DEMOKRASİ SORUNU VARSA HEPİMİZ SORUMLUYUZ
İmamoğlu, YSK kararı sonrasında Türkiye'nin bir diktatörlüğe dönüştüğü şeklindeki yorumları tasvip etmediği mesajı vererek "Bu kavramları bugün bu şekilde konuştuğumuz zaman birilerinin ekmeğine yağ süreriz.
Çok net ifade ediyorum: Türkiye'nin insanı özgürlüğüne düşkündür, Türkiye'nin insanı asla diktayı kabul etmez, etmemiştir de. Bugün eğer Türkiye'de demokrasi sorunu varsa hepimiz sorumluyuz.
Bir yerlerinde eksik yaptık demek ki, sıkıntı var. O bakımdan şu anda benim verdiğim mücadele tamamen odur.
Diktatör, dikta rejimi vesaire tüm bu kavramlar şu an asla Türkiye'de konuşulmaması gereken kavramlar.
İBB'ye Başkanlık yaptığı 19 gün içinde belediyenin "iyi yönetilmediği, hem mali açıdan hem hukuk hem adil olma açısından birtakım sıkıntılar tespit ettiklerini, çok büyük bir israf gördüklerini belirten İmamoğlu, "Bazı tespit ettiğimiz unsurları zaman içerisinde toplumla da paylaşacağız.

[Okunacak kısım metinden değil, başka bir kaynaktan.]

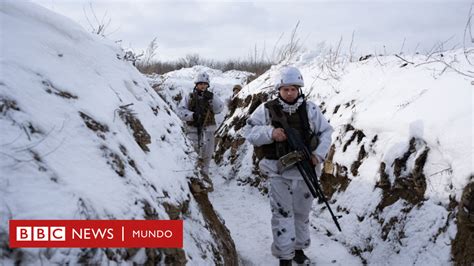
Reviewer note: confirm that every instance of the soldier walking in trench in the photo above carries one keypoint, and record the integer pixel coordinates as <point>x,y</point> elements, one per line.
<point>198,109</point>
<point>290,198</point>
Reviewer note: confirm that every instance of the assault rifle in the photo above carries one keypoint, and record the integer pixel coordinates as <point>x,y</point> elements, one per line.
<point>301,157</point>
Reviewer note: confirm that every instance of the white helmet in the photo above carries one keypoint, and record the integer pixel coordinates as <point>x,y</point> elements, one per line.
<point>289,76</point>
<point>201,77</point>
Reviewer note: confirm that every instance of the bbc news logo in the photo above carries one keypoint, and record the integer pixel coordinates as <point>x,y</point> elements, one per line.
<point>96,233</point>
<point>40,233</point>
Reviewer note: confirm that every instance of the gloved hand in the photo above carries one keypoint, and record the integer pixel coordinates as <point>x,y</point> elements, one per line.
<point>208,95</point>
<point>195,116</point>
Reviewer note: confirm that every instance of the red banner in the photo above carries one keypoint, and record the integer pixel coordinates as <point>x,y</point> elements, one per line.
<point>96,233</point>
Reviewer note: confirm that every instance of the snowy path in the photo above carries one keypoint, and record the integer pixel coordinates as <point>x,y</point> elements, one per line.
<point>247,215</point>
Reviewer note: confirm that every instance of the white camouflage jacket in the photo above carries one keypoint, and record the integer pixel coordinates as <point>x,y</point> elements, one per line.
<point>186,115</point>
<point>259,132</point>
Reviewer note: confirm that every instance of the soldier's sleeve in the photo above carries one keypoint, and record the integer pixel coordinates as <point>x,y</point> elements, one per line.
<point>259,131</point>
<point>323,128</point>
<point>183,111</point>
<point>217,104</point>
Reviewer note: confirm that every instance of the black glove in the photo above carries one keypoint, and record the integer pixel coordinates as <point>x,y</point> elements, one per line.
<point>208,95</point>
<point>195,116</point>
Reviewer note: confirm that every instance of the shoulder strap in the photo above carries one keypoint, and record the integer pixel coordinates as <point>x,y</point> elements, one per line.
<point>276,113</point>
<point>303,113</point>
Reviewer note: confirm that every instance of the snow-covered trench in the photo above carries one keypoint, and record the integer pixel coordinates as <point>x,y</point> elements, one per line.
<point>84,136</point>
<point>401,158</point>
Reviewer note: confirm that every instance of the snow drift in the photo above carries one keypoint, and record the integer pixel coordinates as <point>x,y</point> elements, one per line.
<point>84,136</point>
<point>401,154</point>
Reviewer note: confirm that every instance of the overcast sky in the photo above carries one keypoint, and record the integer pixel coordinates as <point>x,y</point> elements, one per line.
<point>231,29</point>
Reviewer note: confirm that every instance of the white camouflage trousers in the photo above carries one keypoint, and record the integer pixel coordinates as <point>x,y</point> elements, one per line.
<point>207,147</point>
<point>290,202</point>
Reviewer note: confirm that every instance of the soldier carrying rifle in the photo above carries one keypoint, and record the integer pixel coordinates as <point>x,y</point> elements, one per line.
<point>198,109</point>
<point>292,138</point>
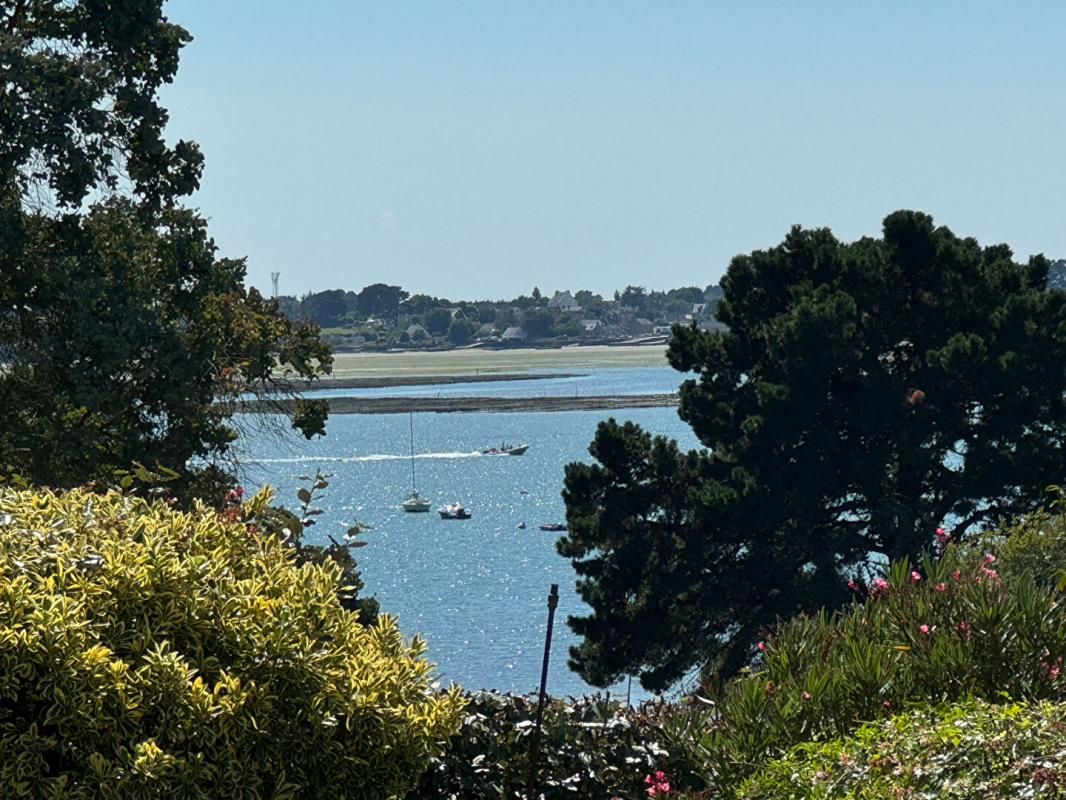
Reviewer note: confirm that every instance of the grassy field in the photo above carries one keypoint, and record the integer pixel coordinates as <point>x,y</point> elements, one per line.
<point>473,362</point>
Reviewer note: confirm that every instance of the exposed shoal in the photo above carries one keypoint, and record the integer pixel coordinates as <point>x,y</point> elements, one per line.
<point>455,404</point>
<point>376,382</point>
<point>471,361</point>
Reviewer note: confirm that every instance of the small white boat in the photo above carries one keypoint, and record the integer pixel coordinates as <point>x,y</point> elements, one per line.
<point>505,449</point>
<point>416,504</point>
<point>453,511</point>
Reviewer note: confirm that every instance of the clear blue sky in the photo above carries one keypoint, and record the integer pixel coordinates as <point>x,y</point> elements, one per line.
<point>475,149</point>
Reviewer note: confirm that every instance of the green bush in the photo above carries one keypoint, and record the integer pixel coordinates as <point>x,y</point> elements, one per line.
<point>952,630</point>
<point>590,748</point>
<point>1036,546</point>
<point>972,750</point>
<point>147,653</point>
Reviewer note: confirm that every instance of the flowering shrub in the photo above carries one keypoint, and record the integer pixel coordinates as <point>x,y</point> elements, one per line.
<point>969,750</point>
<point>147,653</point>
<point>952,628</point>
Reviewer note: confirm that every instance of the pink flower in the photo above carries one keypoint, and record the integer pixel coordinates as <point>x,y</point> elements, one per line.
<point>658,784</point>
<point>941,539</point>
<point>1054,668</point>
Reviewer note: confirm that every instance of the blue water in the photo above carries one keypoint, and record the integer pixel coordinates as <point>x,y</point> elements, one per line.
<point>475,590</point>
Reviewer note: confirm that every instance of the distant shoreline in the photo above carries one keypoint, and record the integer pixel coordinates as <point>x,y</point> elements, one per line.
<point>468,404</point>
<point>479,362</point>
<point>378,382</point>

Toplum bilgilensin. Kendine ait bir varlığın nasıl yönetildiğini nasıl dağıtıldığını görmesi açısından bunlar önemli.
ÇOK AŞIRI LÜKS VAR
İmamoğlu belediyedeki israfla ilgili olarak "Araç sayısı, çalışanla ilgili pozisyonlanmalar çok enteresan, bir kişinin yapabileceği şeyi beş kişiye yaptırma gibi ortamların sağlanması.
Ben belediye başkanı olarak 19 gün kendi aracıma bindim tek bir an bile bir koltuğuna oturmadım oradaki belediye araçlarının.

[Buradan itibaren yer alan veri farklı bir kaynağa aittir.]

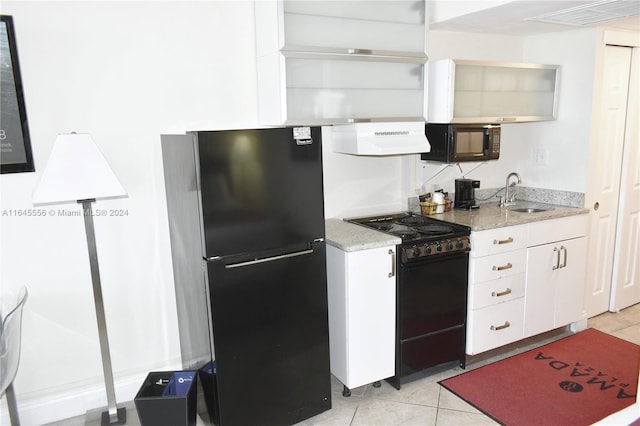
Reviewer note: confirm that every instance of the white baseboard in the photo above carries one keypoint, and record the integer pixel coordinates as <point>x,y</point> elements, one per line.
<point>76,402</point>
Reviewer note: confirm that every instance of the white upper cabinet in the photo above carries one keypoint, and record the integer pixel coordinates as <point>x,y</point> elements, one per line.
<point>335,62</point>
<point>490,92</point>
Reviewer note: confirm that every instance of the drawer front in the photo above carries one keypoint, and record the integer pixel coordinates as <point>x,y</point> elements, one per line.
<point>564,228</point>
<point>495,326</point>
<point>498,240</point>
<point>496,291</point>
<point>497,266</point>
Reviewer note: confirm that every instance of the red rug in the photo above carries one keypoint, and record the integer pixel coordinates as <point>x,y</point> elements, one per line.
<point>577,380</point>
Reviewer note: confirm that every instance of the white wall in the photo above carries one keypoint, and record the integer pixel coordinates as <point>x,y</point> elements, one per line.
<point>126,72</point>
<point>489,47</point>
<point>565,139</point>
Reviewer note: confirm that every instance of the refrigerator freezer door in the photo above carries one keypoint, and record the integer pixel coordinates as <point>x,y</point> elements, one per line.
<point>271,338</point>
<point>260,189</point>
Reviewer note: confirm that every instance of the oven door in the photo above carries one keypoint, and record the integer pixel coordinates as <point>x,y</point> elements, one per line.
<point>432,309</point>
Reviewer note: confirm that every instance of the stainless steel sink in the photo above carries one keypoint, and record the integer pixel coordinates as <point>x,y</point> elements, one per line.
<point>529,210</point>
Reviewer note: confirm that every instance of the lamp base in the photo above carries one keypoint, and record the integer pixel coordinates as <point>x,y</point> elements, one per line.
<point>121,420</point>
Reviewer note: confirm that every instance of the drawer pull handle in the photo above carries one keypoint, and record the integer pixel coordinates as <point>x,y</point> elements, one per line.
<point>502,268</point>
<point>501,327</point>
<point>501,293</point>
<point>507,241</point>
<point>393,263</point>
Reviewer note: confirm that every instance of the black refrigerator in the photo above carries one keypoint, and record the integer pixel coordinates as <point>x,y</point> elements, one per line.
<point>246,221</point>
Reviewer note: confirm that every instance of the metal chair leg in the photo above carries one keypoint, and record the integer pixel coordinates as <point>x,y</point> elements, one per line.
<point>13,406</point>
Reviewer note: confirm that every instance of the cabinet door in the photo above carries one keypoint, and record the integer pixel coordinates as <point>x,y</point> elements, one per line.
<point>362,314</point>
<point>372,314</point>
<point>554,294</point>
<point>491,92</point>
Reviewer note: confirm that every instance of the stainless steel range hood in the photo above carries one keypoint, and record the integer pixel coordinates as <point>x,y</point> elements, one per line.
<point>384,138</point>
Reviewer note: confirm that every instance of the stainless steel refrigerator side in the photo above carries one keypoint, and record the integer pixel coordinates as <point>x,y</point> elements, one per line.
<point>189,269</point>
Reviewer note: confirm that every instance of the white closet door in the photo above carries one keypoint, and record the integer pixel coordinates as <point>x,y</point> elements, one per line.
<point>626,267</point>
<point>604,175</point>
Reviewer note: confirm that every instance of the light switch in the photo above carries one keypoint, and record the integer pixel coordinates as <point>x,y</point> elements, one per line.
<point>542,156</point>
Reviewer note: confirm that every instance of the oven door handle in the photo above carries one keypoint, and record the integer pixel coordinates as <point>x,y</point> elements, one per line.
<point>393,263</point>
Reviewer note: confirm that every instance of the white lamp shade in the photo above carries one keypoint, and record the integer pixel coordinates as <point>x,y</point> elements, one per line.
<point>76,170</point>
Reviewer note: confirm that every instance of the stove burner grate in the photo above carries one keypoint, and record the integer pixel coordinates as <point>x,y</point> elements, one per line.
<point>434,229</point>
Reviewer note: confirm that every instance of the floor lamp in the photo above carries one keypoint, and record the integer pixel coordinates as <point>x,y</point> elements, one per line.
<point>78,172</point>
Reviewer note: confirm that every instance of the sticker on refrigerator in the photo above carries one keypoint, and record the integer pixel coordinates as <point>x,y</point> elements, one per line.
<point>302,135</point>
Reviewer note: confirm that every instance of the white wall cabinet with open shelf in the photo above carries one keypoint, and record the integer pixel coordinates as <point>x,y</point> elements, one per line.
<point>461,91</point>
<point>341,61</point>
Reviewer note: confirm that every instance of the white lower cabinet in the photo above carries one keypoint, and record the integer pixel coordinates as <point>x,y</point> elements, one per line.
<point>556,276</point>
<point>496,288</point>
<point>495,326</point>
<point>361,288</point>
<point>525,280</point>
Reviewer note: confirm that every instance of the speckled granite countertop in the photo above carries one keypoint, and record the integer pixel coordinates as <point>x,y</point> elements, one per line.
<point>349,237</point>
<point>490,215</point>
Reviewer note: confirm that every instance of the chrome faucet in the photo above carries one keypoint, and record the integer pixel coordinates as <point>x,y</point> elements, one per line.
<point>509,199</point>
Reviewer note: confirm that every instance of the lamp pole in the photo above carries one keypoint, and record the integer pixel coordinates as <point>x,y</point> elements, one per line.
<point>114,415</point>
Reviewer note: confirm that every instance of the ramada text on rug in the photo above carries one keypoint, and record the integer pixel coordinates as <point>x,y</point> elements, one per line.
<point>588,376</point>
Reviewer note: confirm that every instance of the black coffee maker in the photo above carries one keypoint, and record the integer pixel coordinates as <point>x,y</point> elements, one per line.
<point>466,194</point>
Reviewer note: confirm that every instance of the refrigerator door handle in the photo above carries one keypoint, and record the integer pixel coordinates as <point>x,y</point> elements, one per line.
<point>269,259</point>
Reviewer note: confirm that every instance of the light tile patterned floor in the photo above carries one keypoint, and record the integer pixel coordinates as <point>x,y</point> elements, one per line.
<point>423,402</point>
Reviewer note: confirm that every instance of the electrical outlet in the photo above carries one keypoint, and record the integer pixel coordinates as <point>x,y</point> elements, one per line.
<point>542,156</point>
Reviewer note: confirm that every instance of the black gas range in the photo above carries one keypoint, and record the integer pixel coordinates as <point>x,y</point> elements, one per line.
<point>421,236</point>
<point>431,292</point>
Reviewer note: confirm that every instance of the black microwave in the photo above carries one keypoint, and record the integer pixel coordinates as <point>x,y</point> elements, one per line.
<point>453,143</point>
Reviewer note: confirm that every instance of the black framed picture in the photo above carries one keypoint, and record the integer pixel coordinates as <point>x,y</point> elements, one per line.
<point>15,145</point>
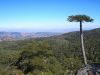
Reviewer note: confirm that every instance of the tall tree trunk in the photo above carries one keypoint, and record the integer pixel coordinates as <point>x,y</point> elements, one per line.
<point>82,44</point>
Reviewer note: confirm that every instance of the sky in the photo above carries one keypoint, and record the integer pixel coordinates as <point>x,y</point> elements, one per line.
<point>46,15</point>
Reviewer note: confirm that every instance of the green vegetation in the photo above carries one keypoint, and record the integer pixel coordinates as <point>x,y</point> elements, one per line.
<point>59,55</point>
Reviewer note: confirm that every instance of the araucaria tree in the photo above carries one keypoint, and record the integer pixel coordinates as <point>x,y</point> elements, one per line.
<point>81,19</point>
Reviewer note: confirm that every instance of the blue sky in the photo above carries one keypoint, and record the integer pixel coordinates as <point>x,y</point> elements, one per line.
<point>46,15</point>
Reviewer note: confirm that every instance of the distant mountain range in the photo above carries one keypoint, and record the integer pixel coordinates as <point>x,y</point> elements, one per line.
<point>9,36</point>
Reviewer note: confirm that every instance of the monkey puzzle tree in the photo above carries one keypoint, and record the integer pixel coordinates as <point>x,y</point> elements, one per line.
<point>81,19</point>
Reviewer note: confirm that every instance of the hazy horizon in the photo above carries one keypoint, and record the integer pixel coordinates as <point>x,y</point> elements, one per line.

Çünkü çok aşırı, çok lüks. Yani gereksiz. İBB'nin yakışan bir aracı olur, onun alternatifi başka aracı vardır, ama onlarca araca gerek yok yani.
HELALLİĞİMİ ALDIM, HİÇBİR ŞEYDEN KORKMUYORUM
İmamoğlu "Tutuklanmaktan korkuyor musunuz?" şeklindeki soruya ise "Ben hiçbir şeyden korkmuyorum. Evden, çocuklarımdan, eşimden, annemden, babamdan, kardeşimden helallik alıp çıktım.
Bunun anlamını, aslında ne demek istediğimi toplum anlıyor. Bu tür mücadeleler, toplumsal mücadeleler. Türkiye'nin bugünkü koşullarında ben hiçbir şeyden korkmuyorum.
Korkuyla bu süreç yönetilemez zaten. Zerre kadar ruhumda korku yok çünkü şuna inanıyorum, doğruları yapma çabası içerisindeyim ve doğruları büyük oranda başardığımı düşünüyorum.